Execution date set for Mo. inmate with rare condition
His illness causes blood-filled tumors to grow in his head, neck and throat and argues that a throat tumor could burst during the execution, causing him to choke
ST. LOUIS — A Missouri death row inmate who has received last-minute reprieves twice before over concerns about a rare medical condition is now scheduled to die in October.
The Missouri Supreme Court on Tuesday set an Oct. 1 execution date for Russell Bucklew, who was convicted in the 1996 shooting death of a man who was living with Bucklew's former girlfriend.
Bucklew narrowly escaped execution in 2014 and again in 2018. Each time, the U.S. Supreme Court intervened moments before Bucklew was scheduled to be put to death.
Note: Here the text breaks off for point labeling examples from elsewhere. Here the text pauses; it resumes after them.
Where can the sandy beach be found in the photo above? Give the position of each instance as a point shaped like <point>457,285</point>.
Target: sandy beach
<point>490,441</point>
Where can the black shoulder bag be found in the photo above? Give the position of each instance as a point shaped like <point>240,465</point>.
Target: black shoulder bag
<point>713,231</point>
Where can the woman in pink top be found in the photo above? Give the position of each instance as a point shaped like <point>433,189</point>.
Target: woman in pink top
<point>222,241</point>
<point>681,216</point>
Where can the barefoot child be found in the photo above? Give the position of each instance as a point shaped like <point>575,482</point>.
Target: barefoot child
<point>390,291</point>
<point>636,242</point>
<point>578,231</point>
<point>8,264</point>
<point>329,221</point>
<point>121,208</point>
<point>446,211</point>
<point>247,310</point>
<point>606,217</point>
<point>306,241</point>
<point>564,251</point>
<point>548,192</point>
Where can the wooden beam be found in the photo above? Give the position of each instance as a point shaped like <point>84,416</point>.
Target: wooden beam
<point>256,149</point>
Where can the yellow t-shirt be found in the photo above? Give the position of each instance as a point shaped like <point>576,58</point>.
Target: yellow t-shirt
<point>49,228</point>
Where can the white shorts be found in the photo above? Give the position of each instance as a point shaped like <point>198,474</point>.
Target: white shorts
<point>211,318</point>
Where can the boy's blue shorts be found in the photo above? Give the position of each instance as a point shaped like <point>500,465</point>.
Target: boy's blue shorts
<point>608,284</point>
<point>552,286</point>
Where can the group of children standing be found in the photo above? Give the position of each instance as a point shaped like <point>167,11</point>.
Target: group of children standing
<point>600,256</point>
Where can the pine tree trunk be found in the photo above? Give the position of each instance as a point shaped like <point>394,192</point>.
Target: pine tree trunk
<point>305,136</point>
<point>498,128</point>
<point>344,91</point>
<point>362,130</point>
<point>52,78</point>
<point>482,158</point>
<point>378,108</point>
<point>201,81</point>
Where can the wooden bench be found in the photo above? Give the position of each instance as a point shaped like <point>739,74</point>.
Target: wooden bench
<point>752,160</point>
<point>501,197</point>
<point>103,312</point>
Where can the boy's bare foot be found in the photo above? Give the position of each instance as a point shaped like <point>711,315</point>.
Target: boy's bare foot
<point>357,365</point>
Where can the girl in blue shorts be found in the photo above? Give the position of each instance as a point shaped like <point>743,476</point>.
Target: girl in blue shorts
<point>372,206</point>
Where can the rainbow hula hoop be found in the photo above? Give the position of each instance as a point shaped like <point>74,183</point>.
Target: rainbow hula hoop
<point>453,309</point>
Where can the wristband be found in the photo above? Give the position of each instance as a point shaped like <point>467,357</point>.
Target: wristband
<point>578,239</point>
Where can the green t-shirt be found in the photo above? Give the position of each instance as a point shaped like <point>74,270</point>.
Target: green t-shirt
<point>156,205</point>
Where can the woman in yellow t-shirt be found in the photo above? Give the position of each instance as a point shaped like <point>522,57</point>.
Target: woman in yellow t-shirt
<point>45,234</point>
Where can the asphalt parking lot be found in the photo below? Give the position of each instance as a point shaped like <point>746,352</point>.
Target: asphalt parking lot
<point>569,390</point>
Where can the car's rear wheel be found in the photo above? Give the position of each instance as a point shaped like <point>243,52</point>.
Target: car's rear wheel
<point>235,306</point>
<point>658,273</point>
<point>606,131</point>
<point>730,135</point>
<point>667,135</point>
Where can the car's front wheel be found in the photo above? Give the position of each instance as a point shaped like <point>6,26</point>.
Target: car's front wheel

His ailment, cavernous hemangioma, causes blood-filled tumors to grow in his head, neck and throat. Bucklew has argued that the throat tumor could burst during the execution, causing him to choke on his own blood.
The U.S. Supreme Court ruled 5-4 in April that the state could move ahead with the execution. The court's five conservative justices rejected Bucklew's argument that subjecting him to lethal injection would violate the Constitution's ban on cruel and unusual punishment.
Justice Neil Gorsuch wrote that Bucklew's claim "isn't supported by either the law or the evidence."
Justice Stephen Breyer wrote in a dissenting opinion that his colleagues acknowledged that the Constitution's Eighth Amendment prohibits states from executing prisoners by "horrid modes of torture" such as burning at the stake.
"But the majority's decision permits a state to execute a prisoner who suffers from a medical condition that would render his execution no less painful," Breyer wrote.
Bucklew's attorney, Cheryl Pilate, did not immediately respond to phone and email messages seeking comment. She has said previously that Bucklew's condition, in addition to the tumors, causes weakened and malformed blood vessels and vein problems.
Missouri uses an injection of the drug pentobarbital for executions. Bucklew had proposed that the state execute him by having him breathe pure nitrogen gas through a mask. Missouri officials said no state has ever carried out an execution as Bucklew suggested.
Bucklew, now 51, was convicted of killing Michael Sanders. After entering a trailer where Sanders and Bucklew's former girlfriend lived with their children, Bucklew fatally shot Sanders and later raped his former girlfriend. Bucklew was arrested after a car chase and shootout with police.
The execution would be the first in Missouri since Mark Christeson was put to death in January 2017. None of the 20 inmates executed since Missouri began using pentobarbital in 2013 have shown obvious signs of pain or suffering.